AI Code Review Is a Sycophant

AI Code Review Is a Sycophant

GitHub Copilot code review is available in pull requests. Claude can review a diff. Cursor highlights issues as you type. Every major AI coding assistant now offers some form of review, and teams are using these tools to supplement (or in some cases replace) asynchronous human review on pull requests.

This is not necessarily wrong. AI code review is genuinely useful. But there is a pattern to what it misses, and understanding that pattern matters more than debating whether to use these tools at all.

In my experience, AI code reviewers behave like sycophants. They are good at finding small problems with how you built something. They are almost incapable of questioning whether you should have built it at all.

What AI Code Review Is Good At

To be clear: these tools are useful. Worth adding to your PR workflow.

AI reviews reliably catch:

Obvious bugs in isolation. Null dereferences, off-by-one errors, incorrect operator precedence, missing await, unchecked return values from methods that can fail.
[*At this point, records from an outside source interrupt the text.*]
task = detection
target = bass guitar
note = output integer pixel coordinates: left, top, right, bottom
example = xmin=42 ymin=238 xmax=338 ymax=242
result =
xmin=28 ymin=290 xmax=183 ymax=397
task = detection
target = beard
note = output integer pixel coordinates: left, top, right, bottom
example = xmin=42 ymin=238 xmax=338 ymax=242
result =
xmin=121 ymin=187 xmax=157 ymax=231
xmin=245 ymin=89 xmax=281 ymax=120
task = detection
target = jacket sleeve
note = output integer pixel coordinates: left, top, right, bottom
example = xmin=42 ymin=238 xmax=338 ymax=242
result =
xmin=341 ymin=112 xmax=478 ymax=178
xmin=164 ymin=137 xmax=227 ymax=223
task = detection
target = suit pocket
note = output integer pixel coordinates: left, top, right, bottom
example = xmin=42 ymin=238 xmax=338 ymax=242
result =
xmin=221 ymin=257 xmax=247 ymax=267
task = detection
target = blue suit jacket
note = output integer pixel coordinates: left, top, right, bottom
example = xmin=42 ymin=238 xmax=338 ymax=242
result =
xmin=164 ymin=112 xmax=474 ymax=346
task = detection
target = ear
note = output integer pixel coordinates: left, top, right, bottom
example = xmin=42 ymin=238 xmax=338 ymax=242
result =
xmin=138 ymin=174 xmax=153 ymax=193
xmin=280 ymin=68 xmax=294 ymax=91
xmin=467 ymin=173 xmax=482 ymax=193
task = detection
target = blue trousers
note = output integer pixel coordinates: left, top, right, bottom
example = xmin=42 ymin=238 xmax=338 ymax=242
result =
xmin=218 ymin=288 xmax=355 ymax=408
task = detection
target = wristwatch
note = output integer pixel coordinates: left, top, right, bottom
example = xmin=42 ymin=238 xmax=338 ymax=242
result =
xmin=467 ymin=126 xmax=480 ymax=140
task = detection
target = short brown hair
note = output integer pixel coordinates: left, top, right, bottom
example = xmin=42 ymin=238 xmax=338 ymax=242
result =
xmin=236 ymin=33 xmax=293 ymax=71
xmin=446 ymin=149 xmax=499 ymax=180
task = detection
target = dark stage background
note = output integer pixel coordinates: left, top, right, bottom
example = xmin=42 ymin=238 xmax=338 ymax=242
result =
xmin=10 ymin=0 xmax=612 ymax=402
These are the bugs human reviewers also catch, and they slip through when reviewers are tired, rushed, or staring at a 500-line diff.

Common anti-patterns. async void, catching Exception without rethrowing, DateTime.Now instead of DateTime.UtcNow, string concatenation in loops, ConfigureAwait(false) missing in library code. Pattern matching against known bad patterns is exactly what Large Language Models (LLMs) do well.

Trivial security issues. SQL injection via string concatenation, hardcoded credentials, insecure random number generation. These appear in training data thousands of times.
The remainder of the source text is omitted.